Essa é uma situação constante em Cuba, oscilante entre a retórica idealista e a prática objetiva, que muitas vezes não entram em sintonia. Para muitos cubanos e cubanas, Cuba é acima de tudo uma ideia de país, atravessada pela dureza da realidade.
Martí morreu quando o cinema surgiu como atividade comercial no ambiente dos shows de variedade, das feiras e espetáculos de circo. Um novo mundo, no século XX, estava nascendo. Um cinema latino-americano também surgiu pouco tempo depois, sobretudo em México, Argentina e Brasil, sem conquistar o mundo nem seus países. E uma nova Cuba, a partir da segunda metade do século, abalaria parte dos países capitalistas. Era o tal do socialismo moreno e caribenho, atrelado a URSS e aos países comunistas da Europa, hoje mais conhecido, entre alguns cubanos como “realismo socialista mágico”, o que, de certo modo, explica o fascínio de Gabriel García Márquez pelo país. O amor sempre foi recíproco. E intenso.
Gabo, apelido do escritor colombiano, nascido em Aracataca em 6 de março de 1927 e morto em 17 de abril de 2014 na Cidade do México, participou da criação da Escuela Internacional de Cine y TV (EICTV), em Santo Antonio de los Baños, em 1986, já às vésperas da derrocada do bloco comunista na Europa e na URSS, que, consequentemente, resultou em algo equivalente a um furacão na ilha de Cuba.

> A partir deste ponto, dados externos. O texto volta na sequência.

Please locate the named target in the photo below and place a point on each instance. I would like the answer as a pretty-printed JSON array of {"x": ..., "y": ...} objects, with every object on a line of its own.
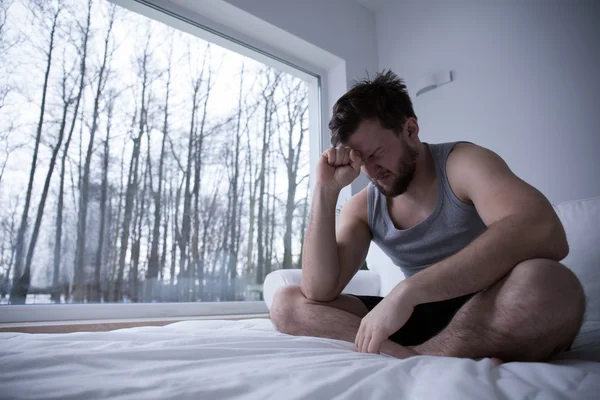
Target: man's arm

Escreveu sempre sobre sua Colômbia, sobre regiões específicas do país, mas se tornou cidadão da América Latina, amigo íntimo de Cuba e residente no México.
O escritor esteve presente, à sua maneira, na edição de 2024 do festival em Havana, que comemorou ainda os 65 anos do ICAIC, órgão responsável pelas atividades cinematográficas no país. Em um ano de celebrações, em meio à crise radical instalada em Cuba, a sessão mais concorrida foi no Cine Chaplin, com 1000 lugares, na Calle 23 (a rua com mais salas de cinema em Havana), composta pelos dois primeiros episódios da série Cem Anos de Solidão, baseada no best-seller de Gabo, produção colombiana de filhos do escritor para o streaming Netflix, uma empresa criada em 1997 na Califórnia (EUA).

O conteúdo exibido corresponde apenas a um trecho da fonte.